September 29, 2009
I had another adoption dream last night. I woke up kind of laughing at how obvious some of it was. It started off with Jeremy and me deciding that we wanted to go this lookout point to see if we could spot a whale. Of course, the journey to the lookout point was dangerous. It was nighttime and we were navigating our way through fog and flooding, down huge hills, trying to get to this lookout spot. I grabbed a hold of his arm, my heart racing, "Jeremy, I don't know if I can do this!" I was so scared. And so we decided to turn around. And then there was a little girl coming towards us. Her parents (who were from India) said that she was only two months old, but she had already started taking steps and was interacting with Jeremy and me like a much older baby. I thought to myself in my dream, She looks just like Jeremy and me! She snuggled up to me. Jeremy held her and laughed at her. I felt like she belonged to us, but her parents wanted her back. And so I woke up.
Oh yeah, it's in my psyche. There's no going back now. All day long, thoughts, questions, fantasies of my baby. Hmmm . . . my baby. Could it be possible? My heart is opening up. The longing is there. Patience Abby. Patience.
And still there are thoughts of Harper. I wondered how the thoughts of her would intermix with the fantasies of a baby. I have a friend in CA who is pregnant. In fact, she's 24 weeks pregnant right now. She just experienced one of the most horrific losses a person can have 11 weeks ago - the loss of a child. Deep in my soul I am grateful that she is pregnant. I am grateful that life gives us mixtures of grief and joy, loss and hope. How else could we survive? The grief alone would be unbearable.

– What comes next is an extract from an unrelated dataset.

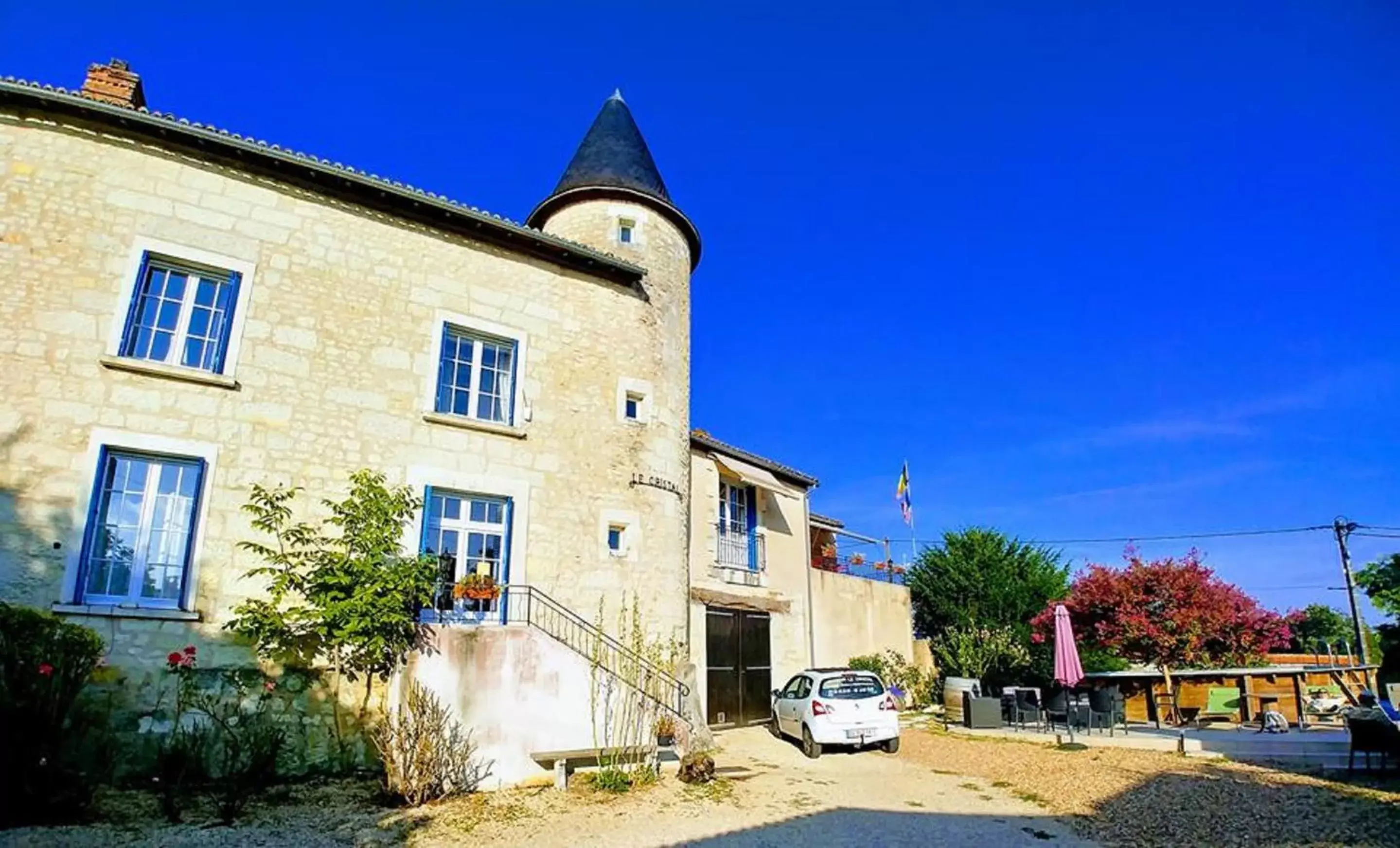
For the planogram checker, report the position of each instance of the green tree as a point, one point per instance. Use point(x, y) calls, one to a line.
point(1316, 626)
point(982, 579)
point(1381, 581)
point(342, 594)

I was reading her blog about her pregnancy. There was a picture of her at 24 weeks. 24 weeks. That's how far along I was when I delivered Harper. (Hmmm . . . I delivered Harper.) She wrote about how she could feel the baby move. I felt Harper move all the time. I was sick, in the hospital, in pain, barely holding on, and yet you would see a smile come across my face out of nowhere. "I just felt her move," explaining my smile, my hope to those who witnessed. She was the smile in my sadness. And then the movement stopped. I didn't know. Was it because of the edema? Maybe I couldn't feel her through the 100 pounds of fluid I was carrying. Maybe that was it. But no. And now, now she's the sadness when I smile.
Oh, my heavy heart. I'll be taking it with me today. Quiet reflection. That's where I'll be. Tragedy and tenderness, forming these shapes in who I am. Harper's tiny spirit, still moving mountains inside me.